A new theory explains how temperature affects every process. This theory could aid researchers in making accurate predictions in a variety of fields, including biological responses to climate change, infectious disease spread, and food production. Temperature is critical to every biological process. It is true at all scales, from molecules to ecosystems and across all environments, from the very small to the very large.
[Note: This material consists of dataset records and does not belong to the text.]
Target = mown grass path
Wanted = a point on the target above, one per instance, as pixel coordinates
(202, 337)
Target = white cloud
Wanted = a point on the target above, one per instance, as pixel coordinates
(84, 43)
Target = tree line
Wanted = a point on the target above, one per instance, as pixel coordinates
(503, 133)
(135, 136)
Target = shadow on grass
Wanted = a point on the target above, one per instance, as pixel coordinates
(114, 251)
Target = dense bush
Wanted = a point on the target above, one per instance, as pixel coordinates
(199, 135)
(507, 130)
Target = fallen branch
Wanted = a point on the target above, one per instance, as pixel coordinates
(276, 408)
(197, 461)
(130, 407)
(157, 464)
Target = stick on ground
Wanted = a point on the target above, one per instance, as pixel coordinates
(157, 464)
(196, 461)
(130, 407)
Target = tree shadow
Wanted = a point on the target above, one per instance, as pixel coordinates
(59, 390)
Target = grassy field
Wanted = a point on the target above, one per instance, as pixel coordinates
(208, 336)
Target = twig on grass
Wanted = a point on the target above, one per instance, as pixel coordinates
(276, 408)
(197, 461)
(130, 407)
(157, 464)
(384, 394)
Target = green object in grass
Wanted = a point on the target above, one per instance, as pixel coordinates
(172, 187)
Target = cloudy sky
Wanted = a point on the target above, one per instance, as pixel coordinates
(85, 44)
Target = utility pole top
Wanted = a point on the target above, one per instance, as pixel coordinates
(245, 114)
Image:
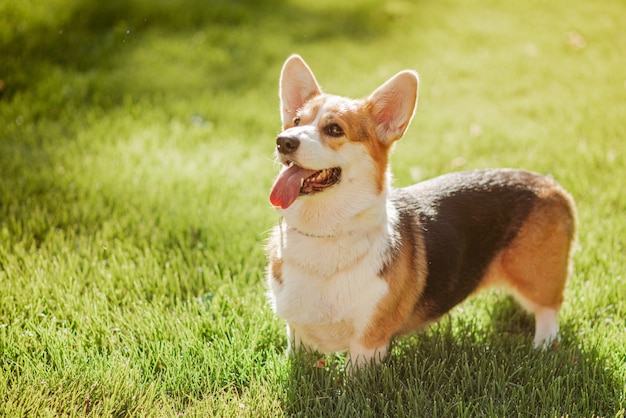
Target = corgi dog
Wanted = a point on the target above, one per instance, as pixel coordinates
(354, 262)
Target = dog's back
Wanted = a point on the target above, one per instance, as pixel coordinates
(507, 228)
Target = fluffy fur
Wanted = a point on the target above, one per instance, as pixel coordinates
(354, 262)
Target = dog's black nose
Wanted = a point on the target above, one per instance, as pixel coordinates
(287, 144)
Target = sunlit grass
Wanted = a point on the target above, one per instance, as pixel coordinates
(136, 157)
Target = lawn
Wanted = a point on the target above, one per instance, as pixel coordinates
(136, 142)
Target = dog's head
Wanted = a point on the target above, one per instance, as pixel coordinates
(335, 150)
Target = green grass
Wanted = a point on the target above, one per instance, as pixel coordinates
(136, 144)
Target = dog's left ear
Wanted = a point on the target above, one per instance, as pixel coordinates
(297, 86)
(393, 105)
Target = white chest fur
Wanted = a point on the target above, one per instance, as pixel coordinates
(329, 287)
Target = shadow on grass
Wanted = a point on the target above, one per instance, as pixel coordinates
(458, 370)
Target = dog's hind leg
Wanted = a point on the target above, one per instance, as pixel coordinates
(535, 266)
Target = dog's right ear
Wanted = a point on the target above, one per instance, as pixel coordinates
(297, 86)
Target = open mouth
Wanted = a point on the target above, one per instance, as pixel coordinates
(320, 180)
(297, 181)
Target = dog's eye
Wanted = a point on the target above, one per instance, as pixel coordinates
(334, 130)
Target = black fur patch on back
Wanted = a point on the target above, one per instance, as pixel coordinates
(465, 219)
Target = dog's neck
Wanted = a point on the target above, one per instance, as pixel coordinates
(374, 217)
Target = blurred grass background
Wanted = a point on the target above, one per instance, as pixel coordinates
(136, 143)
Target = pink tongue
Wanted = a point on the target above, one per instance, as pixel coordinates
(287, 186)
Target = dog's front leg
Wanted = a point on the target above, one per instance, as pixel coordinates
(293, 341)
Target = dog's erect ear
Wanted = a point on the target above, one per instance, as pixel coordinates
(393, 105)
(297, 85)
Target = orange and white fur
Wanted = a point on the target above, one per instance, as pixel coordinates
(355, 262)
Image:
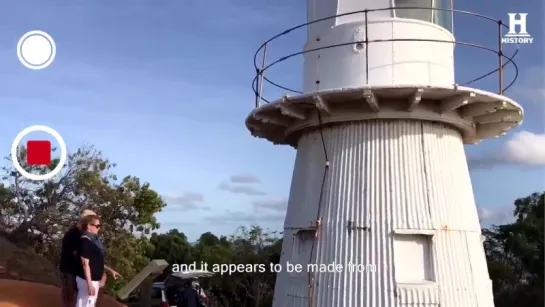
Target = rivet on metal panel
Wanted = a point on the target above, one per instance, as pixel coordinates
(351, 226)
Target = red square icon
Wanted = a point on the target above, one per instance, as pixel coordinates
(38, 152)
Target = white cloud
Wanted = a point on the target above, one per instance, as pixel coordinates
(266, 210)
(244, 178)
(186, 202)
(243, 216)
(241, 189)
(271, 204)
(523, 149)
(489, 216)
(531, 86)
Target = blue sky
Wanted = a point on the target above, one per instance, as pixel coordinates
(163, 88)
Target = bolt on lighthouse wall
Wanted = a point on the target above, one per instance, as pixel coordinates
(390, 63)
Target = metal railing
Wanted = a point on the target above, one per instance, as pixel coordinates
(260, 79)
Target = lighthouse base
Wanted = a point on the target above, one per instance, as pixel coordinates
(394, 214)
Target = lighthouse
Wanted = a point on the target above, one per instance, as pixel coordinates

Until now, there has been no general theory describing how temperature affects life. Researchers led by Jose Ignacio Arroyo, a Santa Fe Institute Postdoctoral Fellow, introduce a simple framework that rigorously predicts how temperature affects living things at all scales in a paper published in the Proceedings of the National Academy of Sciences.
“It’s fundamental,” says SFI External Professor Pablo Marquet, an ecologist at Santiago’s Pontifica Universidad Catolica de Chile. Arroyo’s Ph.D. thesis advisor, Marquet, also contributed to the model. “This can be applied to almost any process that is affected by temperature. We hope it will be a watershed moment.”
I believe that our ability to systematize temperature response has the potential to reveal novel unification in biological processes in order to resolve a variety of controversies.
Professor Chris Kempes
According to Marquet, such a theory could assist researchers in making accurate predictions in a variety of areas, including biological responses to climate change, the spread of infectious diseases, and food production.
Previous attempts to generalize the effects of temperature on biology, according to Marquet, lacked the “big picture” implications built into the new model. The Arrhenius equation, for example, is frequently used by biologists and ecologists to describe how temperature affects the rates of chemical reactions. This method successfully approximates how temperature influences some biological processes, but it falls short of fully accounting for many others, such as metabolism and growth rate.
Arroyo initially set out to develop a general mathematical model to predict the behavior of any variable in biology. He quickly realized, however, that temperature was a kind of universal predictor and could guide the development of a new model. He started with a theory in chemistry that describes the kinetics of enzymes, but with a few additions and assumptions, he extended the model from the quantum-molecular level to larger, macroscopic scales.
Importantly, the model combines three elements lacking in earlier attempts. First, like its counterpart in chemistry, it’s derived from first principles. Second, the heart of the model is a single, simple equation with only a few parameters. (Most existing models require a plethora of assumptions and parameters.) Third, “it’s universal in the sense that it can explain patterns and behaviors for any microorganisms or any taxa in any environment,” he says. All temperature responses for different processes, taxa, and scales collapse to the same general functional form.
“I believe that our ability to systematize temperature response has the potential to reveal novel unification in biological processes in order to resolve a variety of controversies,” says SFI Professor Chris Kempes, who, along with SFI Professor Geoffrey West, assisted the team in bridging the quantum-to-classical scales.
The PNAS paper describes predictions from the new model that match empirical observations of a variety of phenomena, including an insect’s metabolic rate, the relative germination of alfalfa, a bacterium’s growth rate, and a fruit fly’s mortality rate.
Arroyo says the group intends to derive new predictions from this model in future publications, many of which were planned for the first publication. “The paper was just getting too big,” he says.